Um aspeto crucial é o facto de, enquanto a versão mais recente do ChatGPT (versão 4) obteve 26 em 30), o LLM Gemini 1.0 mais antigo obteve apenas 16 pontos. Com estes dados, os investigadores concluíram que os LLM mais antigos mostram sinais de declínio cognitivo.
Segundo os autores do estudo, as suas conclusões são apenas de observação, pois as diferenças críticas entre as formas de funcionamento da IA e da mente humana significam que o estudo não pode constituir uma comparação direta.
No entanto, advertem para aquilo a que chamam "área significativa de fraqueza", que poderia travar a implementação da IA na medicina clínica. Os cientistas argumentaram, especificamente, contra a utilização da IA em tarefas que requerem abstração visual e função executiva.
Estudo tem demasiadas limitações, segundo outros cientistas
Apesar das conclusões, outros cientistas não ficaram convencidos, tendo criticado os métodos e o enquadramento: os autores do estudo são acusados de antropomorfizar a IA, projetando nela as condições humanas.
Além disso, é criticada a utilização do MoCA. Os cientistas sugerem que, por ser um teste construído para ser exclusivamente utilizado em seres humanos, não produz resultados significativos quando aplicado a outras formas de inteligência.
O MoCA foi concebido para avaliar a cognição humana, incluindo o raciocínio visuo-espacial e a auto-orientação - faculdades que não se coadunam com a arquitetura baseada em texto dos LLM.

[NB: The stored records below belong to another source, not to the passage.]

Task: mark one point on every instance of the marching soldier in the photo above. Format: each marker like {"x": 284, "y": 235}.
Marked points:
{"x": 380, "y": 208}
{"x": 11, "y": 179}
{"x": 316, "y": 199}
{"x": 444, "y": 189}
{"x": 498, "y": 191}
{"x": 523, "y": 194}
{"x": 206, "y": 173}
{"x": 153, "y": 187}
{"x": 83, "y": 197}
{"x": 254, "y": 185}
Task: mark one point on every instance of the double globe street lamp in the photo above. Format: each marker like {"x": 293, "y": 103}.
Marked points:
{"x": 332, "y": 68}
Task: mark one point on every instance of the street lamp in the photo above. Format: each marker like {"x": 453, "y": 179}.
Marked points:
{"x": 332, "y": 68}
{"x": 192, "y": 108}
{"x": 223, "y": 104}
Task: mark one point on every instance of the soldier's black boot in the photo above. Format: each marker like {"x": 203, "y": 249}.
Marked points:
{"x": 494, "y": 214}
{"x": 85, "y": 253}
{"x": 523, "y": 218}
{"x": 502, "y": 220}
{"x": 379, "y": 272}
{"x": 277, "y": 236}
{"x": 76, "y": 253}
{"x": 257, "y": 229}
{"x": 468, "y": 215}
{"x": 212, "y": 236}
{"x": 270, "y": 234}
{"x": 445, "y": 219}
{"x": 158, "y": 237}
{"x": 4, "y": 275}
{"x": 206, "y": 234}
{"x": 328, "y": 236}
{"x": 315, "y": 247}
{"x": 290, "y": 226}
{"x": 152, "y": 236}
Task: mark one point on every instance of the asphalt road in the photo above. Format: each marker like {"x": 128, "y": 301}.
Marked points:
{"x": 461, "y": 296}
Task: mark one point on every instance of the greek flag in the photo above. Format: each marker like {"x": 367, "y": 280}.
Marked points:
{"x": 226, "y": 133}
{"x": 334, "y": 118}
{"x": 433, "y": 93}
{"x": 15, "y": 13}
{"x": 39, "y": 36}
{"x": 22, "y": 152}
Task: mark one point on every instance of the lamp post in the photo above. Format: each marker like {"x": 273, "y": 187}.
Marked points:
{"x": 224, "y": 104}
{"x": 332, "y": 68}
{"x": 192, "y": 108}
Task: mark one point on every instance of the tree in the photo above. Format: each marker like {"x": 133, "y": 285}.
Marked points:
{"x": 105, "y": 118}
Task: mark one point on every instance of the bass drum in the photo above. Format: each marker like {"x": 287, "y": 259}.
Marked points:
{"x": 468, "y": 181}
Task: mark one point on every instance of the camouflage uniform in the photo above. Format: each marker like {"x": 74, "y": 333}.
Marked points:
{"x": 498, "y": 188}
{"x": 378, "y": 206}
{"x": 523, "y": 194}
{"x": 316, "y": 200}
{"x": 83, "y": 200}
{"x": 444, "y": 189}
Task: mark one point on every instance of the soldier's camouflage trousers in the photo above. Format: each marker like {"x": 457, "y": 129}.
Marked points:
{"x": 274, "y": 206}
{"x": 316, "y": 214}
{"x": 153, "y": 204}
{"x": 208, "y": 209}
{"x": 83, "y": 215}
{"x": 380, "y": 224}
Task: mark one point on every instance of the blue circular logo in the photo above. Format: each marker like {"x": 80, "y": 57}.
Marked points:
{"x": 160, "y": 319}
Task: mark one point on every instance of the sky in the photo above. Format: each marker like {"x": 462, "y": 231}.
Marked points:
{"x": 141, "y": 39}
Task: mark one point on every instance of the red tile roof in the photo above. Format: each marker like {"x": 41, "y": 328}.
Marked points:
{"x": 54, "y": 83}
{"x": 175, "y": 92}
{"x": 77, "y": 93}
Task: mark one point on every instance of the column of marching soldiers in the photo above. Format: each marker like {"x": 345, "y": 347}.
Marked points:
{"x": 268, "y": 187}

Poder-se-ia razoavelmente perguntar: porquê avaliar os LLM com base nestas métricas? As suas deficiências nestas áreas são irrelevantes para as funções que podem desempenhar em contextos clínicos - principalmente tarefas que envolvem o processamento de texto, o resumo de literatura médica complexa e o apoio à decisão.
Escreveu Aya Awwad, investigadora do Mass General Hospital, em Boston, em resposta ao estudo.
Outra grande limitação reside no facto de não se ter realizado o teste em modelos de IA mais do que uma vez ao longo do tempo, para medir a forma como a função cognitiva muda.
Segundo os críticos, Aaron Sterling, diretor-executivo da EMR Data Cloud, e Roxana Daneshjou, professora assistente de ciências biomédicas em Stanford, em resposta ao estudo, testar modelos após atualizações significativas seria mais pertinente e alinhar-se-ia melhor com a hipótese do estudo.
Em resposta à discussão, o autor principal do estudo, Roy Dayan, médico no Hadassah Medica Center, em Jerusalém, comentou que muitas das respostas ao estudo tomaram o enquadramento demasiado à letra.
Esperávamos lançar um olhar crítico sobre a investigação recente na intersecção entre a medicina e a IA, algumas das quais colocam os LLM como substitutos de pleno direito dos médicos humanos.
Escreveu Dayan, em resposta às críticas, dizendo que "ao administrarmos os testes padrão utilizados para avaliar as deficiências cognitivas humanas, tentámos identificar as diferenças entre a cognição humana e a forma como os LLM processam e respondem à informação".
Foi por isso, também, que os interrogámos como faríamos com os seres humanos, e não através de "técnicas de prompting de última geração", como sugere a Dra. Awwad.